We carry away with us two pictures, that we like to cherish, of the convent kiddies of Vermilion.  The first thing we saw when we peered round a corner of this old-fashioned building was the bright face of Sister Thomas of Canterbury playing see-saw with a dozen wide-grinning Slavi babies.  When the morning came when we were to bid reluctant good-bye to Vermilion and all its spontaneous kindness, the last sight that met our eyes before we turned the corner of the Peace was the whole convent force of Vermilion perched high on stumps and fence-rails, wishing us bon voyage with fluttering pocket-handkerchiefs, while Sister Thomas of Canterbury, on a ladder, surmounted the crowd and waved her farewells with a table-cloth.

CHAPTER XXI

FORT VERMILION TO LESSER SLAVE

“’Tis a summer such as broods
O’er enchanted solitudes,
Where the hands of Fancy lead us through voluptuary moods,
And with lavish love outpours
All the wealth of out-of-doors.”

—­James Whitcomb Riley.

[Illustration:  Going to School in Winter]

On September 15th we leave Vermilion, leave, too, on the beach the little Mee-wah-sin, and in the tiny tug Messenger of the H.B.  Company pass on up the Peace.  By night we tent on the banks, by day we puff along between painted banks of gold and crimson, while all around us the air is a pungent tonic, and overhead the southward-passing cranes are flying.

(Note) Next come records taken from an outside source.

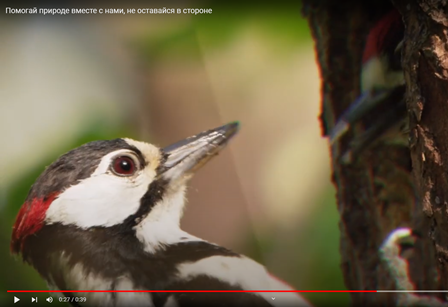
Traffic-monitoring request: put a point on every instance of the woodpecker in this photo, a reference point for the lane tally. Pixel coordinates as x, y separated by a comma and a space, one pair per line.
382, 90
106, 216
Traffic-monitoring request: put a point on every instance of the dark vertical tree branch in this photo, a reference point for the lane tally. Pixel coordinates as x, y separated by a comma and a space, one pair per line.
425, 60
376, 193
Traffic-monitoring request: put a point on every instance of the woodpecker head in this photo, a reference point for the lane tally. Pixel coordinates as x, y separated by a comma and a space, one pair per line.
381, 60
116, 183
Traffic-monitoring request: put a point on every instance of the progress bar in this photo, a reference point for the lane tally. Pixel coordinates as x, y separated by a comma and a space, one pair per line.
233, 291
190, 291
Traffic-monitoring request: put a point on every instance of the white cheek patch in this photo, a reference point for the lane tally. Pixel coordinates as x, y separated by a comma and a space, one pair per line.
161, 226
103, 199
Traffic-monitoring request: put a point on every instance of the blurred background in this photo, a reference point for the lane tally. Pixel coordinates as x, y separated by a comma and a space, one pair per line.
66, 80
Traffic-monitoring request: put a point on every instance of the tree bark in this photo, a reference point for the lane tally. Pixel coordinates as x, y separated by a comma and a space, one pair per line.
376, 194
425, 63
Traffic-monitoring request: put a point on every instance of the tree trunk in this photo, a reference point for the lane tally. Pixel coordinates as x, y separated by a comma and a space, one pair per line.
376, 194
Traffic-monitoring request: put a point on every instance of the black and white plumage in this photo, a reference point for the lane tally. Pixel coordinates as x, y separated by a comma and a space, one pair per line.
381, 107
106, 215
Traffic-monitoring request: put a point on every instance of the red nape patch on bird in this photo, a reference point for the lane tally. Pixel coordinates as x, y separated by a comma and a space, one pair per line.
377, 37
29, 220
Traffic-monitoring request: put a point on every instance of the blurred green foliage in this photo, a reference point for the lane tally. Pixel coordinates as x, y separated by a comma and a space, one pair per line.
317, 248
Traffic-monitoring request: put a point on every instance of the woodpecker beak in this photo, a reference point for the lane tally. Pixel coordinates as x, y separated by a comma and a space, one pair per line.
185, 157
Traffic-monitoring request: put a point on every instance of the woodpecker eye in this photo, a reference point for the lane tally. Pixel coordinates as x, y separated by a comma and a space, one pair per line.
124, 166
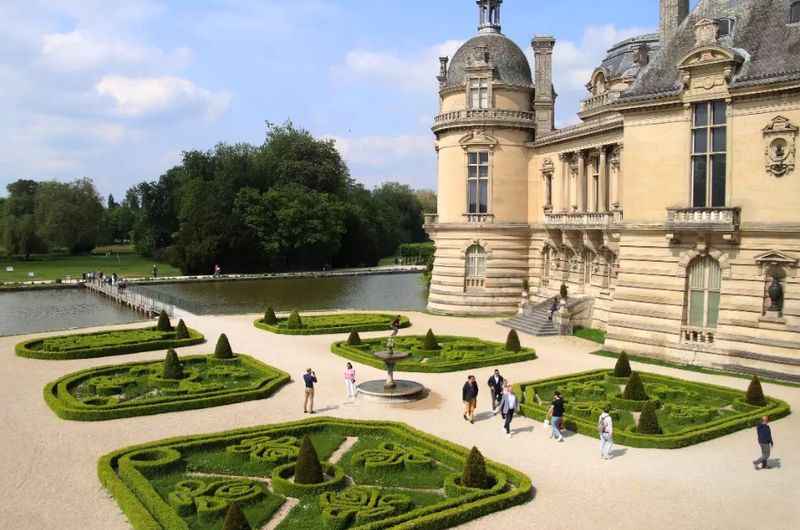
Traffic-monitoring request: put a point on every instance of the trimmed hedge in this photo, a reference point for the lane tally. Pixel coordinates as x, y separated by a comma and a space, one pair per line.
66, 406
334, 323
146, 510
33, 349
749, 418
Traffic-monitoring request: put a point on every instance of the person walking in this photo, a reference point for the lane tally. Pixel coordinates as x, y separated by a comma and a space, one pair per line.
350, 380
765, 441
605, 426
556, 414
509, 404
469, 393
310, 379
496, 385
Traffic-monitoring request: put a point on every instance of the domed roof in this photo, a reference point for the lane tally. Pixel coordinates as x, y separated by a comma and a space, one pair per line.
511, 65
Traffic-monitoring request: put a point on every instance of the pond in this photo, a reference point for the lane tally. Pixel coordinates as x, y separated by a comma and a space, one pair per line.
368, 292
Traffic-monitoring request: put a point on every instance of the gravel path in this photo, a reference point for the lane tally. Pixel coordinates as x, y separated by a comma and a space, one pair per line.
48, 471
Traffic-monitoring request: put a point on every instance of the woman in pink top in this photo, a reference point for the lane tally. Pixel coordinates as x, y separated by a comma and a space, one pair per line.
350, 380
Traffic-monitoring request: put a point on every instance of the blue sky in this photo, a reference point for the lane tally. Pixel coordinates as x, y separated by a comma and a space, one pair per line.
116, 90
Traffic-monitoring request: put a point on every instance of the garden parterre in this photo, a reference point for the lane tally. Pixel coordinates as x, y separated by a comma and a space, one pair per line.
392, 477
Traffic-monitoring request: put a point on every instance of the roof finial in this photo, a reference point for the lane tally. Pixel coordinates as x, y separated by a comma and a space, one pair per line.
489, 16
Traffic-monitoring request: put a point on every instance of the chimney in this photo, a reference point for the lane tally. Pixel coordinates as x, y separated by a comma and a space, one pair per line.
544, 103
673, 12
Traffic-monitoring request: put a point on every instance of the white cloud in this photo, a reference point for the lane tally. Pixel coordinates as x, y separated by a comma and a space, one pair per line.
137, 97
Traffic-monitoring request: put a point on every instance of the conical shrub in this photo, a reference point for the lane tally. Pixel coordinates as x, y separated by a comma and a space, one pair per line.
223, 349
512, 341
270, 318
430, 342
180, 330
755, 394
163, 322
173, 368
235, 519
634, 390
294, 322
623, 366
475, 470
648, 421
354, 339
308, 470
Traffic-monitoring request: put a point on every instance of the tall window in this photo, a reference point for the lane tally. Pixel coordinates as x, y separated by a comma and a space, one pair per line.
709, 147
478, 182
479, 93
703, 294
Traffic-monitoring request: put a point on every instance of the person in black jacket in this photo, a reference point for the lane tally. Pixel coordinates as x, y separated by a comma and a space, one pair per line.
496, 384
470, 396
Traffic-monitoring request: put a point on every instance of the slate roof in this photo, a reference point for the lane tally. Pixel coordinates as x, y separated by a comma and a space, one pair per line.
770, 46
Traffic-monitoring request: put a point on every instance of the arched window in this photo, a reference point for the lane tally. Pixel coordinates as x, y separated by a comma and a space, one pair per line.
476, 266
703, 293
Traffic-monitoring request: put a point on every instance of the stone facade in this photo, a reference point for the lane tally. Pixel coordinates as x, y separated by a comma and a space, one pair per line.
672, 208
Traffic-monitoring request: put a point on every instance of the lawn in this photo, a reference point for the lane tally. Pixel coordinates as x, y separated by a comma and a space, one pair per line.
453, 354
138, 389
687, 412
377, 475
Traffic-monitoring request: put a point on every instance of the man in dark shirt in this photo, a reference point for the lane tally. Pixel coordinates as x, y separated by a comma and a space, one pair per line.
309, 378
765, 441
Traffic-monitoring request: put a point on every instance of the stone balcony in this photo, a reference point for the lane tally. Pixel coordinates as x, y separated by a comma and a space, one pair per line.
484, 117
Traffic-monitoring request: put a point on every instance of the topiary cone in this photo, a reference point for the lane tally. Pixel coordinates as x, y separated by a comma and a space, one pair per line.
180, 330
648, 421
512, 341
623, 366
173, 368
755, 394
308, 470
235, 519
163, 322
475, 470
223, 349
430, 342
634, 390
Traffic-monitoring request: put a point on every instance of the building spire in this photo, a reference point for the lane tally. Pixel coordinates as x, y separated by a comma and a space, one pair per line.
489, 16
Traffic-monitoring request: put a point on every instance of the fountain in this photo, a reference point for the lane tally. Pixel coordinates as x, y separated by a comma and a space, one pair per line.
391, 390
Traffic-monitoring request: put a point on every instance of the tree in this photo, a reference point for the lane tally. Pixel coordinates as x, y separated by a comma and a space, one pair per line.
308, 470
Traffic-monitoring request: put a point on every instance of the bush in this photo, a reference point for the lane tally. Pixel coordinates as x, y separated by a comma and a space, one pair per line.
180, 330
430, 342
173, 368
634, 390
648, 421
294, 322
223, 349
755, 394
163, 322
235, 519
308, 470
623, 366
270, 318
354, 339
475, 471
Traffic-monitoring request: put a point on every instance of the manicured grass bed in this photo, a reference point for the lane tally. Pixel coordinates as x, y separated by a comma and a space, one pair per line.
104, 343
688, 413
138, 389
455, 353
335, 323
392, 477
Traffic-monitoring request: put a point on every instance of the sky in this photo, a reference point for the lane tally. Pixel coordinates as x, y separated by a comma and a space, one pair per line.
117, 90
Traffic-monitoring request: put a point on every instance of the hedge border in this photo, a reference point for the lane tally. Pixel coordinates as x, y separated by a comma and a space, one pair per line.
775, 409
451, 512
343, 349
70, 409
23, 348
331, 330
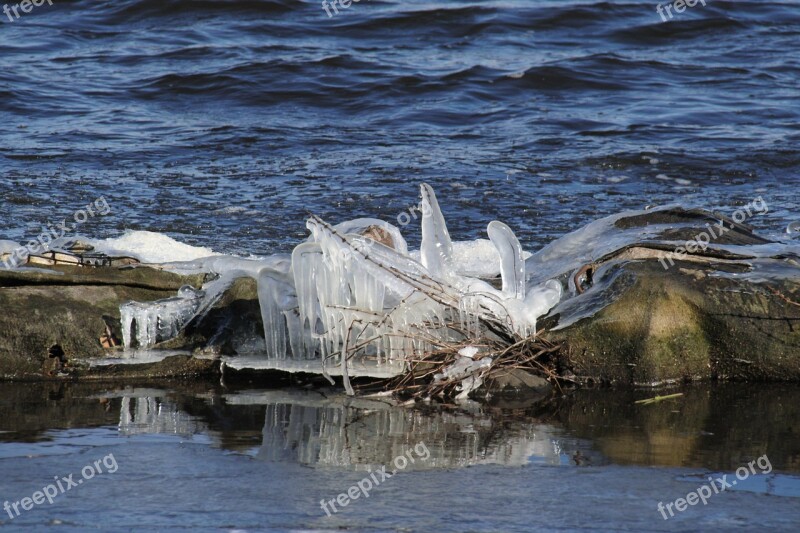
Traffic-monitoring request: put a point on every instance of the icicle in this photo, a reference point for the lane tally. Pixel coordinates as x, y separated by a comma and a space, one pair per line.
436, 250
512, 267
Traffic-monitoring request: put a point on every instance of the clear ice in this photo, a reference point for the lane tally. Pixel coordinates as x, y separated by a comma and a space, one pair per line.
347, 300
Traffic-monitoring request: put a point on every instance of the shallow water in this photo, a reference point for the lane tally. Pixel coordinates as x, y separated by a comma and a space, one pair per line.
223, 124
206, 457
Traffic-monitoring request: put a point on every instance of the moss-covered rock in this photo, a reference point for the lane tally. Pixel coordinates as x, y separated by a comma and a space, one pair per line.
66, 306
690, 322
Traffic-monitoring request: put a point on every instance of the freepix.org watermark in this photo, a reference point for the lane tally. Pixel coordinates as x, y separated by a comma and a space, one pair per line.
715, 486
50, 233
715, 231
62, 484
363, 487
678, 5
26, 6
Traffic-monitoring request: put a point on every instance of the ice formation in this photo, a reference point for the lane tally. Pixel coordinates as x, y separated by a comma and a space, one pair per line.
354, 292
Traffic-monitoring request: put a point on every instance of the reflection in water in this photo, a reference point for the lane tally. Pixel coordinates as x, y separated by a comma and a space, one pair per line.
717, 427
140, 413
340, 432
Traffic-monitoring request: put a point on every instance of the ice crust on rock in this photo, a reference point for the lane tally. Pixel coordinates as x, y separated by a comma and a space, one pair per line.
354, 294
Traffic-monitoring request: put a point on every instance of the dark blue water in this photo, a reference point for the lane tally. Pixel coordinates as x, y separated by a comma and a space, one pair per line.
224, 123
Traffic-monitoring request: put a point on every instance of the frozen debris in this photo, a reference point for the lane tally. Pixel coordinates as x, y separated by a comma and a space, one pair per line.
354, 294
468, 351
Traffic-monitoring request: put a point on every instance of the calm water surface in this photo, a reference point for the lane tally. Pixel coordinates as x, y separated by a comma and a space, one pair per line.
208, 457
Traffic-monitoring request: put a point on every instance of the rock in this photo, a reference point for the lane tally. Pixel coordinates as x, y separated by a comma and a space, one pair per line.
65, 306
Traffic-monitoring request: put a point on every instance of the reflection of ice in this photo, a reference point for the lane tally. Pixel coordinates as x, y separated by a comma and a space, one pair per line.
151, 414
310, 429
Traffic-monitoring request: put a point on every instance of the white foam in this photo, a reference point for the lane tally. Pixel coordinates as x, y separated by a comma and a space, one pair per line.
151, 247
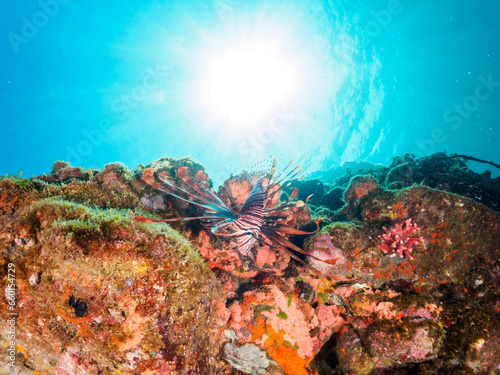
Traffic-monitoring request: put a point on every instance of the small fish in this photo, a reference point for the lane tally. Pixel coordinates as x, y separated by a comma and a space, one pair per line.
260, 219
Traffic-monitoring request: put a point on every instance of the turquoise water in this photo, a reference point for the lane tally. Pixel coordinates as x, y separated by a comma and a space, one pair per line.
95, 82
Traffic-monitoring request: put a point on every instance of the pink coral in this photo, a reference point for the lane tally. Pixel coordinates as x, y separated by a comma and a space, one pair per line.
399, 239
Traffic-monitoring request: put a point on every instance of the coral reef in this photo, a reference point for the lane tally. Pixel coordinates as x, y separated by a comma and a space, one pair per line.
400, 240
98, 293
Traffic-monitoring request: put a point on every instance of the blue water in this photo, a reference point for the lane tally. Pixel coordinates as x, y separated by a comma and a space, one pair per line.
93, 82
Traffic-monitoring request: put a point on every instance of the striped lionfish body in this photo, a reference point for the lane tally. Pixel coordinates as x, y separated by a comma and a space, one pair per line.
260, 219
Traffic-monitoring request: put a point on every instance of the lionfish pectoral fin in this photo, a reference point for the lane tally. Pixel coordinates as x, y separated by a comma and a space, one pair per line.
288, 245
145, 220
289, 230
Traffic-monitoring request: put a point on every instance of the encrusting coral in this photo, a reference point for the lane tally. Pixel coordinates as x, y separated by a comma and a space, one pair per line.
400, 239
98, 293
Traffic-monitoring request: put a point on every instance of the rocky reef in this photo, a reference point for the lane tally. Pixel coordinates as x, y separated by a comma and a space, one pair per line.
88, 291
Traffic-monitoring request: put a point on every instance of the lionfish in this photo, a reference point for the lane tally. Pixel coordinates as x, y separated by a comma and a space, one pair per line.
260, 219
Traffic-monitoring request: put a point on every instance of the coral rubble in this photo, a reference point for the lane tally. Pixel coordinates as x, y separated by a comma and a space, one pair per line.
98, 293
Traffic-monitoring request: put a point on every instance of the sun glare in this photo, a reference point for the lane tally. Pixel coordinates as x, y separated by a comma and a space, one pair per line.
247, 83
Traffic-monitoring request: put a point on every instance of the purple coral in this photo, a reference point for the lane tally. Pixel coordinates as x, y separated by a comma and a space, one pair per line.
399, 239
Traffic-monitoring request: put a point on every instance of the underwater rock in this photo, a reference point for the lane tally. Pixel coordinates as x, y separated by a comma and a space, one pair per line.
247, 358
109, 295
145, 301
62, 171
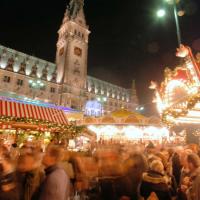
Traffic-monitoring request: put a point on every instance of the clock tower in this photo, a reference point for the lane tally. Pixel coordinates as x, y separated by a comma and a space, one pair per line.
71, 55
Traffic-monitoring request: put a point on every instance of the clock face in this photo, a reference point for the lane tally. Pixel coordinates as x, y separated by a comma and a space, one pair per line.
61, 51
78, 51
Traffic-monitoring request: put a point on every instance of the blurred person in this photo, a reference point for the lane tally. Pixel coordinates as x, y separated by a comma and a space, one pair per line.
185, 174
8, 183
128, 185
56, 185
176, 165
30, 176
193, 192
171, 179
154, 181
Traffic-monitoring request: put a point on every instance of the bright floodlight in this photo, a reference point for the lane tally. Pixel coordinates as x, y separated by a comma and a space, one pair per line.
161, 13
142, 108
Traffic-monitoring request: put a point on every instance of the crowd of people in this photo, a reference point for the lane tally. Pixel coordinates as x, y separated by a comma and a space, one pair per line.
106, 172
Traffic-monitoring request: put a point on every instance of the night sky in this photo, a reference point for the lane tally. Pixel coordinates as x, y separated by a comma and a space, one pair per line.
127, 41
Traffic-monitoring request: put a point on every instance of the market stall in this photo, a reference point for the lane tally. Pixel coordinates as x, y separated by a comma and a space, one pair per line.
22, 120
126, 126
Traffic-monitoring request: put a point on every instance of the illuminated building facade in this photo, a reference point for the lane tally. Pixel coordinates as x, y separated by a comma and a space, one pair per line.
65, 82
178, 96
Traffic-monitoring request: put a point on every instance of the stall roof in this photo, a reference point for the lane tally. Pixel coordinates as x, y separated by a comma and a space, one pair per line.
23, 110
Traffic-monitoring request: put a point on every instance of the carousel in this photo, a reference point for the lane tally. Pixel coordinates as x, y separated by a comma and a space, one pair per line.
125, 126
178, 96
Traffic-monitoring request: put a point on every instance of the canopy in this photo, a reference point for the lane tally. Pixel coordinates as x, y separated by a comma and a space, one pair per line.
20, 110
123, 113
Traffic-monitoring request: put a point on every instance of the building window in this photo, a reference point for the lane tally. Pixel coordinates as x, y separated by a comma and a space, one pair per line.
52, 90
6, 79
20, 82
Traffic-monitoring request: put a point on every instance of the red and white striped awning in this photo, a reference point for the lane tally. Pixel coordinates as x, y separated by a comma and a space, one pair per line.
20, 110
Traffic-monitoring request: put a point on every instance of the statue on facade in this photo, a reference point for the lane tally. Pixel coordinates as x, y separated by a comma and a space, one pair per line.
74, 8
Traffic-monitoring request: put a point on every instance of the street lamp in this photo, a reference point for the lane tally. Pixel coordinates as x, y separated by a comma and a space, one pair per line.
102, 100
140, 108
35, 84
161, 13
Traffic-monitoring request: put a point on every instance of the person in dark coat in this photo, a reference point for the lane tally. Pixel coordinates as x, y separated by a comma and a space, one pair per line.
128, 185
30, 176
8, 183
56, 185
193, 192
154, 182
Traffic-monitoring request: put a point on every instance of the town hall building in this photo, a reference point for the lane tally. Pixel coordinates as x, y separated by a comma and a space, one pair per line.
65, 82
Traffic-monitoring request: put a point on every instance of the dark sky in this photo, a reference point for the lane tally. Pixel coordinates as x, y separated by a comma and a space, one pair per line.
127, 41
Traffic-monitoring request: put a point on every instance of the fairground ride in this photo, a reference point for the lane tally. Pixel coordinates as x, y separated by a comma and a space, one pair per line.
178, 96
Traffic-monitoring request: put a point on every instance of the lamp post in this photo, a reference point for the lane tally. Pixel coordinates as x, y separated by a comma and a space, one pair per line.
35, 84
102, 100
161, 13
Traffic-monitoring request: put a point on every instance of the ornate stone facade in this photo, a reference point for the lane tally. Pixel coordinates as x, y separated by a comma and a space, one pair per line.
66, 82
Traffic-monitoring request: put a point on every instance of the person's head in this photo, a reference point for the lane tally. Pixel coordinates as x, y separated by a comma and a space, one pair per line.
157, 166
193, 161
183, 158
52, 156
27, 162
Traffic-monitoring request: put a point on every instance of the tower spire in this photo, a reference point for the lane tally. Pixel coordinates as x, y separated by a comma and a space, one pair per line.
74, 7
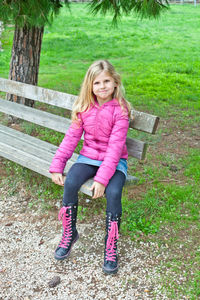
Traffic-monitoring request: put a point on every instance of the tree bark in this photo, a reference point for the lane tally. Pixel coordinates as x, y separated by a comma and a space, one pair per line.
25, 59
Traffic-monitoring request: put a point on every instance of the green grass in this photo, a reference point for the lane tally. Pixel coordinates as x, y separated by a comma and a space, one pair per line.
158, 59
160, 66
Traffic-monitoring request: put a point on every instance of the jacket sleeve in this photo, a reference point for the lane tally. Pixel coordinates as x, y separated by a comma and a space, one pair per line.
116, 143
67, 147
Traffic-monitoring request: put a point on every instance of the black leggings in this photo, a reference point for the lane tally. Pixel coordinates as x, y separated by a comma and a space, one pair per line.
80, 173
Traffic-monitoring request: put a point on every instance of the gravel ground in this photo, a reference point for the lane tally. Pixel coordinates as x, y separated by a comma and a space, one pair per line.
28, 240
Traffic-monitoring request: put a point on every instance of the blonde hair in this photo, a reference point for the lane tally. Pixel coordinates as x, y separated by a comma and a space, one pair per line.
86, 96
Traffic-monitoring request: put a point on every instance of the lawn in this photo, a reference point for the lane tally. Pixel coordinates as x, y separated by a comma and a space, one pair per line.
160, 66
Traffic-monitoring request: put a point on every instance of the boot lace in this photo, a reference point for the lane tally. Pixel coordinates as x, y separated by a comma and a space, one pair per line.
67, 227
111, 241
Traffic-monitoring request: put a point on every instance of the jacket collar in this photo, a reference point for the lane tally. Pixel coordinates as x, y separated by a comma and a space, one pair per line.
112, 102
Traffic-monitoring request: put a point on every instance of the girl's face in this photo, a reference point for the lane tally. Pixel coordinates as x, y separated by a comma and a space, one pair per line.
103, 87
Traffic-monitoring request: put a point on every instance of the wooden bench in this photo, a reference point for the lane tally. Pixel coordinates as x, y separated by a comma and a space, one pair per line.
36, 154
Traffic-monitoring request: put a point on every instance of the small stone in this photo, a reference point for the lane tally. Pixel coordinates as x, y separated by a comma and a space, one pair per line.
54, 281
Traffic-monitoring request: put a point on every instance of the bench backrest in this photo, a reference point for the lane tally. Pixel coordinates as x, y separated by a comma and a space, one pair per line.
142, 121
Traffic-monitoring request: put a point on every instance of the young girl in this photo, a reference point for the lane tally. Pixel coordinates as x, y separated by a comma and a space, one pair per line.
102, 113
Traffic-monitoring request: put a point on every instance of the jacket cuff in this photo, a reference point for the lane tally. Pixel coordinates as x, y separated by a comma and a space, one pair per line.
53, 170
101, 180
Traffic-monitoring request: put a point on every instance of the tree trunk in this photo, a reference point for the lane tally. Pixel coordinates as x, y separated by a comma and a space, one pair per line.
25, 60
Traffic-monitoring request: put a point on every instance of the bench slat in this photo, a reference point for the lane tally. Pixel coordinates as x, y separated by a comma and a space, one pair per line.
36, 156
37, 93
36, 116
142, 121
135, 147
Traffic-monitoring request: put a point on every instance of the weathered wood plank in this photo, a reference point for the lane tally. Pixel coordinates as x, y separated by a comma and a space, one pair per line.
35, 164
37, 93
35, 116
142, 121
135, 147
36, 159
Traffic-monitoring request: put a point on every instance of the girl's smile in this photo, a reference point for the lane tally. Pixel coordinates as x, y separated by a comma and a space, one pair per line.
103, 87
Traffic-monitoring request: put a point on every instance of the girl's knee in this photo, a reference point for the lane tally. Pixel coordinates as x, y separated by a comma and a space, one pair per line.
113, 193
71, 183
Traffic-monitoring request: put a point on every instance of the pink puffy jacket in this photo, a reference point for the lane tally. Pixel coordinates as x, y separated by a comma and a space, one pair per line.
105, 129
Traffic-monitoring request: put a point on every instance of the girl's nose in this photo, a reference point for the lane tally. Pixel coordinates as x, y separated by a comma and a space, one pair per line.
102, 85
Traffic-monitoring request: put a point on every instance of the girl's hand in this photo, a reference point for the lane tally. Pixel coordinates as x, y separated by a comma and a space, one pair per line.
57, 178
98, 189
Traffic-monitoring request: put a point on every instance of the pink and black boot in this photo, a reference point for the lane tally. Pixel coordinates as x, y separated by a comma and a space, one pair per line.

Little Se-li-nah, the sturdiest of travelling companions through months of wandering over portage and up river, has won our unbounded respect and created for herself a warm place in every heart.  Se-li-nah, though, makes it impossible for us to pose as brave endurers of hardships.  Each night and morning she carries her little pack on and off shore, takes her share of pot-luck at meat-su, and is never cross.  Bless the kiddie!  If ablutions seem to her a work of supererogation and our daily play of toothbrush furnishes all the fascination of the unknown, still hers is the right stuff for pioneer lands and she has lessons to teach us in pluck and endurance.